Beth McVay clinched the wildcard spot in her Corsica and joined Tina, Mariah, Natalie and Dion in the finals. Marian smoked by everyone claiming ownership of the winners necklace. Tina just barely got ahead of me and won a consolation 30 minute massage. I came in third ( in my short boat might I add...). Beth cruised through for forth and Dion made an aggressive swimming finish for fifth. Although I might add that she beat Tina in a tight finish in semis. Claire and kate made strong finishes, but kate wasn't quite strong enough, and ended up as last place winner gaining herself a sweet last place full face WRSI prize. After seeing what kate got for last, Ashley and sara were probably thinking that they shouldn't of quit early. Total swims=3. Total smiles=9.

Overall I hope everyone wishes they showed up because it was awesome.
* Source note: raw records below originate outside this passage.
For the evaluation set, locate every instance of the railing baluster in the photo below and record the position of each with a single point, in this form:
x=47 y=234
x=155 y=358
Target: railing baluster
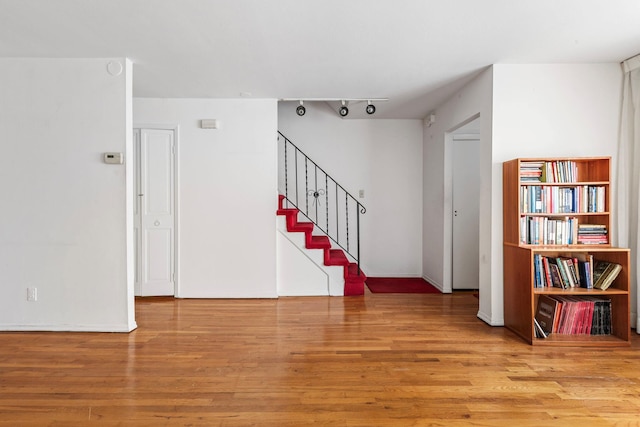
x=306 y=185
x=326 y=201
x=334 y=235
x=358 y=235
x=337 y=215
x=315 y=199
x=286 y=175
x=297 y=202
x=346 y=208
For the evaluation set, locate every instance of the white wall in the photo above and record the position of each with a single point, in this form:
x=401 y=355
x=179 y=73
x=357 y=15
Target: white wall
x=525 y=111
x=66 y=224
x=381 y=157
x=227 y=194
x=473 y=101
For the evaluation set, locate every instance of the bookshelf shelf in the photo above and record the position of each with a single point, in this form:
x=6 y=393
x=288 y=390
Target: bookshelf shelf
x=523 y=231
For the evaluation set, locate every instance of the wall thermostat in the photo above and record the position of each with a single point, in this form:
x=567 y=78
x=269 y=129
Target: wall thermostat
x=113 y=158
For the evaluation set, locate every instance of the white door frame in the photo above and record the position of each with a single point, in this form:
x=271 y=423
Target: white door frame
x=447 y=276
x=176 y=182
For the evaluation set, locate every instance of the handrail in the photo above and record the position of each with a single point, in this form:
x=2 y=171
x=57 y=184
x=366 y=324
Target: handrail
x=334 y=221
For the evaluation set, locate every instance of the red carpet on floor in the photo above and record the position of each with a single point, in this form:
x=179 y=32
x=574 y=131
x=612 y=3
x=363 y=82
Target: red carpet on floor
x=400 y=285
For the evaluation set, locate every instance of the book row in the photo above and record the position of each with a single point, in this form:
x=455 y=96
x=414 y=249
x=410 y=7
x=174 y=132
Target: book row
x=548 y=199
x=572 y=315
x=578 y=270
x=554 y=171
x=542 y=230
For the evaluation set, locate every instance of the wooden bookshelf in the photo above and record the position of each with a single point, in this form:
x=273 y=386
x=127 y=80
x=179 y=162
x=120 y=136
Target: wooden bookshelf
x=520 y=294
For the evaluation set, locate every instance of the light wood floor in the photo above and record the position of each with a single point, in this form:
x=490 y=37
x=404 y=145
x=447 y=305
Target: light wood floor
x=377 y=360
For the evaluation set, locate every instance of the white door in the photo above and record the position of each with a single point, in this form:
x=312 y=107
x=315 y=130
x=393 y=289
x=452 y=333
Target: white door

Next year it is on and I want to see 20 ladies charging it up.

Can't wait for the next one!


----------



## ednaout

This was an incredibly cool event! Im so happy to have been a part of it...already excited about this event for the years to come.
Thanks for all the safety support (Nick, brian, leif, spencer, scott, kyle((I hope I didnt leave any names out)), which was clutch for those of us that may or may not have crossed the finish line outside of our boats....speaking of swimming across the finish line...bobbuilds didnt race with us, but he came to support us and generously gave us,"roller-skating-monkies," his quality hand made nose plugs and handmade, petroleum-free paddle wax!! I belive he has both items for sale at confluence kayak s in Denver. Thank you BOB!! 
The event is also going to make an appearance in a Poudre River documentary that a woman named Sharron Due is producing. You can check out this community funded film at www.bereelpictures.com

More fun was had at la casa de natalie and leifs' post race! Props to them for opening their doors and yard for hanging out and camping.

Thanks to all!!!!

Beth


----------



## dionbundy

Great fun everyone! Thanks for making it happen! Thanks for saving me...cool dude on river right with the spot on throwing arm. I know a lot of pictures were taken...send me a link if you end up posting any.


----------



## mgk

Way to follow through, Tina and Natalie. Love it that you made that happen. I'm impressed with your organizational and motivational skills. Oh, and your paddling skills are ok too  Next year we'll get the word out earlier and I foresee at least 20 ladies!
Unfortunately now that my true identity will be revealed on mountain buzz with this post, I will have to withold the embarrassing question I was going to anonymously ask someday. Ah well. See you on the river.
-Maria


----------



## chrispy

yeah.... good job Kyle...looked like you've done that before... Nick too... Pretty cool saving two rafters swimming through between heats...on one rope! almost pulled you into the water. Way to hold on... and thanks leif for taking some good pics.... especially the pic of me on Spencer Heights the day after the race... epic shot. mabye i'm biased.


----------



## ednaout

Ohhh!!! How could I forget to thank you for your safety playboating, Chrispy???!!! Thank you!
Also, sweet shot at Elevator boof!!


----------